Along with the new sticker market, which has grown from 50 free stickers to a collection of more than 300 stickers priced at $1.99, Viber is also adding a push-to-talk feature, much like what Boost Mobile was doing in all those “(Chirp) Where You At?” ads.
However, Viber claims to be using special technology that minimizes the time spent waiting between voice messages. Rather than record, send, download, and play (taking around 45-60 seconds for an average 15 second voice message), Viber push-to-talk does the recording, sending and playing all at once to turn around voice messages in four to six seconds.
While less technologically impressive, Viber’s new sticker market is an important product for the company, as it marks the first time Viber has added a paid feature to the free calling and messaging app. There are over 1,000 stickers that are ready for release in the market, though CEO Talmon Marco plans to unveil more and more over time, starting with around 300.
Approximately half of them are licensed from third parties, including cartoons and TV shows, while the other half are created by a team of 20 designers from all around the world. Viber does not disclose the revenue split for licensed material.
Of course, Viber has other potential routes for monetization as well, including call termination (a business the company has been experimenting with) as well as Viber Out.

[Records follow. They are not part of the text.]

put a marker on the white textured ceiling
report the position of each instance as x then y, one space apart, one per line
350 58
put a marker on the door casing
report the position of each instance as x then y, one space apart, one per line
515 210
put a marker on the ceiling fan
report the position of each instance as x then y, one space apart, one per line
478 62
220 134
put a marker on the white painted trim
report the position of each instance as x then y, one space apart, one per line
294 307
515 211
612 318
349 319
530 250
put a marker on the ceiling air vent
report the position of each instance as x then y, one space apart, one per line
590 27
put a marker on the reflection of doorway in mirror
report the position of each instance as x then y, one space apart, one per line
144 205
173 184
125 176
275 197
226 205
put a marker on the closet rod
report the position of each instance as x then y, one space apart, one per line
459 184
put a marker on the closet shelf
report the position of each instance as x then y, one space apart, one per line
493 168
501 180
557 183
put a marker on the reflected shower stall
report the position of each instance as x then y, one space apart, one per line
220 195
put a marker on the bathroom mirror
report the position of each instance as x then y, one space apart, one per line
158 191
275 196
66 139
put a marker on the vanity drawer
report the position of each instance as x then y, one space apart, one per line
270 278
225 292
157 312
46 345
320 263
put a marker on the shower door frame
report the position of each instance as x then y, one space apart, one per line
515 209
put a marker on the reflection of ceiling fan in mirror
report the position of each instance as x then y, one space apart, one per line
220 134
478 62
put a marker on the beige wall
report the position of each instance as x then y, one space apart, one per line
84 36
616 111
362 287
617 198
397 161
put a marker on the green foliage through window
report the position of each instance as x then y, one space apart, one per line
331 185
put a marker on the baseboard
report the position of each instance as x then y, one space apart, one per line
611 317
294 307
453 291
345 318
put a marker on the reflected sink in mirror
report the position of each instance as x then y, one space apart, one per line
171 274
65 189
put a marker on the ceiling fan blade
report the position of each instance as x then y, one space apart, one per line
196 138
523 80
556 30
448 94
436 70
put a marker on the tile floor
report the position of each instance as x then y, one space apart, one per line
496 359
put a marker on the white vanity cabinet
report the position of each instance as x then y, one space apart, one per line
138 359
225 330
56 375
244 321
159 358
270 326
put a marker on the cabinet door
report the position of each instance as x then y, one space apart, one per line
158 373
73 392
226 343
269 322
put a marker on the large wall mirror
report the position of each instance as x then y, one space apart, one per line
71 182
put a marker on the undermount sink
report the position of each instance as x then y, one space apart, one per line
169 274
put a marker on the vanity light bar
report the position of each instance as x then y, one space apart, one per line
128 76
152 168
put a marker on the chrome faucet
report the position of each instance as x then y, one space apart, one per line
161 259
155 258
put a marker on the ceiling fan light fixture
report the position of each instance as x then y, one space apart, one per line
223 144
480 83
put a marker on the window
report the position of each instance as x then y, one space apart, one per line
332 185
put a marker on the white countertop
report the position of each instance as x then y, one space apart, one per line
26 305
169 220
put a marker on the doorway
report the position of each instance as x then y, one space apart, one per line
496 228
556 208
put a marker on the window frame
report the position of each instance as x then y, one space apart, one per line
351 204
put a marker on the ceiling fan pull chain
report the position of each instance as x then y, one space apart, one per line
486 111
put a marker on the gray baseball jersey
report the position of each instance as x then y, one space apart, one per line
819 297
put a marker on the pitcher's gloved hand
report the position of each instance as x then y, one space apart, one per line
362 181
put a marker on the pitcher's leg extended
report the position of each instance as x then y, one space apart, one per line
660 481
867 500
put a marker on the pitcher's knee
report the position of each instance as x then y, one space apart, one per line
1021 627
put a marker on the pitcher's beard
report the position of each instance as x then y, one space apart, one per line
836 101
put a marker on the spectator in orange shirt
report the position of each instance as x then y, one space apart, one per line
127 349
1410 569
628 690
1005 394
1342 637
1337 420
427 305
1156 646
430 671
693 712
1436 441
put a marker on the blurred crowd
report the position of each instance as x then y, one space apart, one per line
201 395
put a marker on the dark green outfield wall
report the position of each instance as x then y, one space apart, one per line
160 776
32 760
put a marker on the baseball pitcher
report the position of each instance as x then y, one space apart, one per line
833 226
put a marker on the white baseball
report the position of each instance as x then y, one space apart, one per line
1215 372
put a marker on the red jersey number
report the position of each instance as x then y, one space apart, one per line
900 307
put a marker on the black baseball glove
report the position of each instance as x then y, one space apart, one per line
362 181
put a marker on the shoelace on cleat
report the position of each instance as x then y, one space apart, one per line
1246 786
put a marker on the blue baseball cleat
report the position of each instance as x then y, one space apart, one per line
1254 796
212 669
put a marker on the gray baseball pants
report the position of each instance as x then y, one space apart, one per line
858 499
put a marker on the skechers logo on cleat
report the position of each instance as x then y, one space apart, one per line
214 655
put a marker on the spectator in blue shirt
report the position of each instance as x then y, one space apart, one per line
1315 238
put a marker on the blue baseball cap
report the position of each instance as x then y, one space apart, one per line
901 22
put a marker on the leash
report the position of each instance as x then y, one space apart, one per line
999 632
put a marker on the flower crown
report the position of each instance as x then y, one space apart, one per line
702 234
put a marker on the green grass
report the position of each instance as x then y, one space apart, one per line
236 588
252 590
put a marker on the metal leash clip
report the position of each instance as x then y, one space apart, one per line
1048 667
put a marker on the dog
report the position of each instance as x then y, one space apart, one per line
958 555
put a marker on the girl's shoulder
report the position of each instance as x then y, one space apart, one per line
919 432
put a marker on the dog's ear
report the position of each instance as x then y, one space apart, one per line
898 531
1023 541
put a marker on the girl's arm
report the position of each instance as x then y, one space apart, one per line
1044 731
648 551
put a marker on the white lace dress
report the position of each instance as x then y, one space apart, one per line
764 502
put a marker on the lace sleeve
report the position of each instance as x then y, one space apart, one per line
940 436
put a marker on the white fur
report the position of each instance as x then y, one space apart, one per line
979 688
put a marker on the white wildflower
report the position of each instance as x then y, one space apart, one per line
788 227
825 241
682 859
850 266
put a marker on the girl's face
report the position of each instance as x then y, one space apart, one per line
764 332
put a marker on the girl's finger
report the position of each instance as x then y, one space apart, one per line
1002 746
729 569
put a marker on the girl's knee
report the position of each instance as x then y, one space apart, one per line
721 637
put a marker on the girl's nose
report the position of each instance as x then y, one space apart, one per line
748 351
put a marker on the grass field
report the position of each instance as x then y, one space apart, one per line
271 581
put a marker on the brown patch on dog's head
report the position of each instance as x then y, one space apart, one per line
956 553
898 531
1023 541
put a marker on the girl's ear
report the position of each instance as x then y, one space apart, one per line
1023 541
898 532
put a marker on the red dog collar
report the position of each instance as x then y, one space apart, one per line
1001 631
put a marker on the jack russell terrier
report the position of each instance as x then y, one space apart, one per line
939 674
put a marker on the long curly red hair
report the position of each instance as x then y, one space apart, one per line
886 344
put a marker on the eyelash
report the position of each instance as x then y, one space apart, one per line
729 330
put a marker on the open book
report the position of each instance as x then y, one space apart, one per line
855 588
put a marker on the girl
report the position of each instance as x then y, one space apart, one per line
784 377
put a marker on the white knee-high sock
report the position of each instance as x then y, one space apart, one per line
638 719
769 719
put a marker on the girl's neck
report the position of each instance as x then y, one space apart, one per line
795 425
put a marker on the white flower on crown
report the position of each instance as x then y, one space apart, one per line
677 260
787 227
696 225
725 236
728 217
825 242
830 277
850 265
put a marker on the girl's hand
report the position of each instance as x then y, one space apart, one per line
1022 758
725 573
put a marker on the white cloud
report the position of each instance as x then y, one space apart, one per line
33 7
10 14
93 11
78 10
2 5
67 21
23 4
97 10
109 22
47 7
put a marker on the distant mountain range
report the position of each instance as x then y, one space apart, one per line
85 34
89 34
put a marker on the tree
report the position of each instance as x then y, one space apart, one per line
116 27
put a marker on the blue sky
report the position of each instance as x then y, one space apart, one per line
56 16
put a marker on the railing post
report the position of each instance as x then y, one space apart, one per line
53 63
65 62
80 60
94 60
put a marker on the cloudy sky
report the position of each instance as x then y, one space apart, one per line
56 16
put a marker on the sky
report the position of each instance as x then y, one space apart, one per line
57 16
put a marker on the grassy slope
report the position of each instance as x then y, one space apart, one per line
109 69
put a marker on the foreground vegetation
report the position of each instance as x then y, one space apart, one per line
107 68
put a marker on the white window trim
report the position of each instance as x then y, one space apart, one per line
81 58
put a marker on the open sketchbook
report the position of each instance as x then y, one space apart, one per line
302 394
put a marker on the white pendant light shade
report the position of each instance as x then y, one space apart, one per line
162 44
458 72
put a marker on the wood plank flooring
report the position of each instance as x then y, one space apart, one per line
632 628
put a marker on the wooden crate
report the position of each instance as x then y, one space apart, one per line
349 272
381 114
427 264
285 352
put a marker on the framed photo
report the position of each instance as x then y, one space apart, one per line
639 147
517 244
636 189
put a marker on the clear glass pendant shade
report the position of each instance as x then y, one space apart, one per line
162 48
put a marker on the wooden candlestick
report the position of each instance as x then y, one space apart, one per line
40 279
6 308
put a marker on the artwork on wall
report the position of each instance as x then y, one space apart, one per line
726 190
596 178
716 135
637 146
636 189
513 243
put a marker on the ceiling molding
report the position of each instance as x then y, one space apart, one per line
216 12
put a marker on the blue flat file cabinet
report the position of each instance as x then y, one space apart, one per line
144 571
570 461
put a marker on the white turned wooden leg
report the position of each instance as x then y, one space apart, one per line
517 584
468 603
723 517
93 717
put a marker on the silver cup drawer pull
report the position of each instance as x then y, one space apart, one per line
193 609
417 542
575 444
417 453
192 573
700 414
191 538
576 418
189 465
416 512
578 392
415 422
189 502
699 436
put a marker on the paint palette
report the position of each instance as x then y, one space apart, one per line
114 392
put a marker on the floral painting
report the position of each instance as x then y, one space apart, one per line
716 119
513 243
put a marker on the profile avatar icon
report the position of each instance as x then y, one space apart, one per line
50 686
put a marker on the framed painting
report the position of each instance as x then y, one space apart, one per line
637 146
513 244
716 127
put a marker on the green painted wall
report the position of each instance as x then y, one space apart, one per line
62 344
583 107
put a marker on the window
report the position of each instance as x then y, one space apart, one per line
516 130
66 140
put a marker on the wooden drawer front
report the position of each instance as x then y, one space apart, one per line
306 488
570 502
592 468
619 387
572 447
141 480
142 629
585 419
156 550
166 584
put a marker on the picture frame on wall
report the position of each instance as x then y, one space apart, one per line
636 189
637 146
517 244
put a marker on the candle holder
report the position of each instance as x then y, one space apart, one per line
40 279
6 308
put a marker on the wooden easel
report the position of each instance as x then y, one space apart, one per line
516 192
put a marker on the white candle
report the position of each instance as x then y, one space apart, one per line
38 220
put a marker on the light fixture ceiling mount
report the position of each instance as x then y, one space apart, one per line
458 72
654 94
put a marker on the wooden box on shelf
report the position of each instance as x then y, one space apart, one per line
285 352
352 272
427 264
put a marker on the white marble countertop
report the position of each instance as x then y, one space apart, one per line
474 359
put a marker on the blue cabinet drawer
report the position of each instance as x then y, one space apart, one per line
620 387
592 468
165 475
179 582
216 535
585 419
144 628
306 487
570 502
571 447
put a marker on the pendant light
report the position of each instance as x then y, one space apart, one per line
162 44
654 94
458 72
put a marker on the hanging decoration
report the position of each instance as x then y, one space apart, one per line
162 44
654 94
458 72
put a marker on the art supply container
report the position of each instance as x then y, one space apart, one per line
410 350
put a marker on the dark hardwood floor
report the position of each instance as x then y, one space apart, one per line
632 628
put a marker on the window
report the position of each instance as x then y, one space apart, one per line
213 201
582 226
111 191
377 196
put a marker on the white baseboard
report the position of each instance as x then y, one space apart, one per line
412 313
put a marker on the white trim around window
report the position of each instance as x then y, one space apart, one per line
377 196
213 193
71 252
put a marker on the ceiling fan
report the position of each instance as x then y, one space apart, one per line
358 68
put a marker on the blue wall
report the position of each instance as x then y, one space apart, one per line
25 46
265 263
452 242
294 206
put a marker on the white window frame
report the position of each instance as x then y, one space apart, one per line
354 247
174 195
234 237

Viber Out is a premium feature that lets users call any phone number (even non-Viber users). The company unexpectedly debuted ahead of schedule to participate in the relief effort in the Philippines, letting people hit by the Typhoon dial out to any number for free.
Along with push to talk and the launch of the sticker market, Viber is also bringing the app to Android tablets, offering similar functionality to the desktop app. Android tablet owners can message and take calls, switching back and forth from tablet to phone with one button.